Para horror, a demônia virou de costas e deixou-se cair. O vento uivava ao meu redor, e o chão se aproximava a cada batida do coração enquanto eu desesperadamente tentava escalar o lado para não ficar presa entre o peso gigante e o chão. Fui só parcialmente bem-sucedida: terra espirrava, cadáveres voavam, cobrindo o som do meu braço e perna quebrados. Cortei o lábio até sangrar, forçando a evitar um grito primal de dor quase escapando. A cobra se debateu, e lentamente regresou a subir.

“Devia ter doído,” disse o rosto de mulher, pensativa.

“Um braço e uma perna restantes,” zombou um velho, sorrindo. “Quanto tempo consegue aguentar?”

Debaixo de mim, via meus colegas começando a entrar em pânico, embora os oficiais tentassem mantê-los em movimento. O demônio começou a cambalear, como um pêndulo grotesco, meu corpo tremia com ele. Droga. Meu braço e minha perna — pisquei, e dei uma risada. Praticamente morta. Deus, precisava mesmo de truques novos e que não dependessem de eu estar na cerca da morte. Meu Nome uivou de aprovação, tecendo fios ao redor dos membros inúteis. Com o som de várias fraturas se agravando, forcei meu braço quebrado a subir e a se inserir na boca de outro rosto.

“Sem sentido,” uma marionete ao redor do meu joelho zombou.

Me levantei, chutando os dentes para usar a boca como apoio. Pó de centímetros, comecei a subir até alcançar a cabeça. Ela tentou me derrubar, gritando insultos, mas os fios seguraram. Apertaram, mas não arrebentaram. O demônio berrou e se lançou para frente, esperando que a impulso me jogasse para fora de sua cabeça. Enfiei minha espada na narina de outro rosto num ângulo para obter um contra-ponto, sentindo os músculos de ambos meus braços se rasgando enquanto me empurrava na direção oposta. Imediatamente, ela tentou se mover para o outro lado, para usar contra mim, mas algo daquele tamanho não podia se mover rápido o suficiente – já tinha encontrado outros apoios na mesma hora. Quanto mais alto eu chegava, mais ela entrava em pânico, tremendo e gritando impropérios.

“Você não consegue me matar,” gritou enquanto eu finalmente me apoiava sobre o topo da cabeça. “Sou fome encarnada, eu-“

“Você fala demais,” finalizei friamente, empurrando minha mão livre na boca dela.

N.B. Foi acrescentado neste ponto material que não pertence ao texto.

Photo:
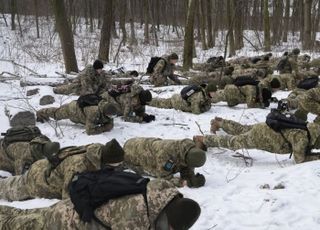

As sombras se transformaram em uma lança e continuaram crescendo enquanto eu ativava ao máximo meu Nome, alimentando-o até não conseguir suportar mais o poder. Com dentes cerrados, libertei-a, sentindo-a enfiar-se fundo na cabeça do demônio. A boca dele se fechou sobre meu antebraço como uma armadilha de urso, os dentes estilhaçados contra o aço, e cada rosto silenciou. Lentamente, ela se inclinou para frente e despencou, caindo no chão com um estrondo ensurdecedor. Eu escorreguei ao seu lado e calei um grito de dor horrível ao pousar com minha perna ferida, direcionando Zombie para mim com um pensamento. Apoiei-me no meu bom lado, me levantei com apenas dois gritos de dor abafados, o que foi uma vitória — de alguma forma. Foi só então que percebi que tinha caído a menos de uma dezena de pés do meu grupo, e cada legionário me olhava em silêncio absoluto.

“Não me lembro de ter dito para vocês pararem de recuar,” consegui dizer, sheathing a minha espada.